Without exception, our trade competition has built upon permanent, well-funded and respected institutions charged with providing a credible vision of the nation’s desired life quality and the policies and technologies to realize that dream, i.e. market/technology “winners.” These nations frequently systematically select and acquire promising U.S. industry/technology. (Appendix 1, p. 14)
To provide a 21st century replacement for the lost land grant college/extension technology delivery system, an early study was made of four successful delivery systems:
1. U.S. Land Grant College/ Extension: Technology Delivery (2)
2. Japan’s Ministry of Economy, Trade & Industry: Technology Delivery (9)
3. Germany’s “Fraunhofer Gesellsehoft , FhG”: Technology Delivery (20)
4. U.S. National Science Foundation (NSF): Science Delivery (13)
Comparison Among National Technology & Science Delivery Systems
(China was not a major trading nation when this study was conducted)
| Current Account | | | | | |
Nation | Rank | Balance | Institution | Delivery | Staff | Budget | Population |
| | | | | | | |
China | #1 | +$363 Billion | - | Technology | - | – | 1,339 Million |
Japan | #2 | +$206 Billion | METI | Technology | 8,629 | $12.29 Billion | 127 Million |
Germany | #3 | +$185 Billion | FhG. | Technology | 17,000 | – | 82 Million |
U.S.A. | #163 | -$747 Billion | NSF | Science | 1,390 | $7.424 Billion | 310 Million |
Staff and budget comparisons may be misleading. However, the trade performance of much smaller nations with a fraction of the U.S. population (Germany 25%, Japan 40%), call for further mission examination:
Japan’s – METI Mission Statement: (11) Expanding the national wealth, constantly examining and promoting reform of the economic and industrial systems required to ensure a bright future for Japan, including:
Ø Becoming a center for world innovation
Ø International industry strategy
Ø Creating quality job opportunities
Ø Improving productivity
Ø Service industry innovation
Ø Fostering future diversified local industry
Germany’s – FhG Mission Statement: “Our efforts are geared entirely to peoples’ needs: Health, Security, Communications, Energy and the Environment. As a result, the work undertaken has a significant impact on people’s lives. We are creative. We shape technology. We design products. We improve methods and techniques. We open up new vistas. In short, we forge the future.” (12, 20)
United States’ – NSF Mission Statement (13): To promote the progress of science, to advance the national health, prosperity and welfare; to secure the national defense.
In 1986, engineering was accorded equal status with science:
Ø Basic scientific research and research fundamental to the engineering process
Ø Programs to strengthen scientific and engineering research potential
Ø Science and engineering education programs at all levels
Ø Programs that provide a source of information for policy formulation
Ø Promote the discovery, integration, dissemination and employment of new knowledge and service to society
The 2011 NSF budget request for research and related activities totals $7.424 Billion. This is distributed among selected Directorates.

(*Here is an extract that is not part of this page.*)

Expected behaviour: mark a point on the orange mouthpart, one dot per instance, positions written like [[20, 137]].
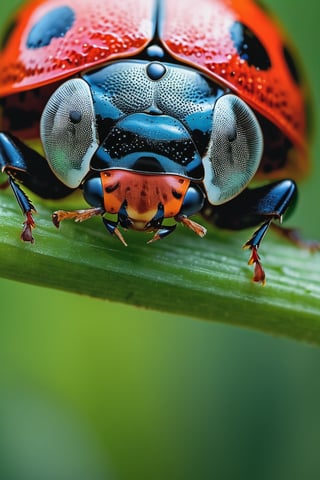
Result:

The three largest are:
Mathematics & physical sciences $1,409.9 Million
Geosciences $955.3 Million
Engineering $825.7 Million
The NSF has given the United States unquestionable science preeminence. On the other hand, METI and Fraunhofer Gesellsehoft market/technology delivery systems, have afforded Japan and Germany decades of financial, manufacturing and technology leadership. The sixty-year competitiveness decline of the United States, cannot be stemmed without a comparable world-class policy/technology delivery system*. Briefly described on the following page is such an entity to be known as:
The National Policy & Technology Foundation
* Laura Tyson, in her 1992 book entitled, “Who’s Bashing Whom?” stated, “. . . a defensive trade policy cannot substitute for supportive domestic policies. . . Despite its pitfalls an industrial policy approach is also required. If the United States fails to choose, the semiconductor industry as a winner, American producers may well become long-run losers in the rigged game of international competition.” – AND SO THEY HAVE BECOME, TODAY.
The National Policy & Technology Foundation
A large 1955-68 UCLA Ford Foundation Study, recognized the genesis and magnitude of the continuing U.S. decline. From 1973 to 1987, eight bills were introduced into the Congress.
The National Policy and Technology Foundation Act (NPTF) – 1987, was submitted by George E. Brown, Jr. (D) and Claudine Schneider (R), with fifty-four bipartisan cosponsors. to correct the institutional void that ensured the loss of U.S. competitiveness during the past six decades. (7, 14)
NPTF highlights include creation of the:
Ø National Information Office to provide a comprehensive international database supplying a reliable factual information foundation for American decision making; individual, corporate, labor, business, industry, technology, science, trade, customs, etc.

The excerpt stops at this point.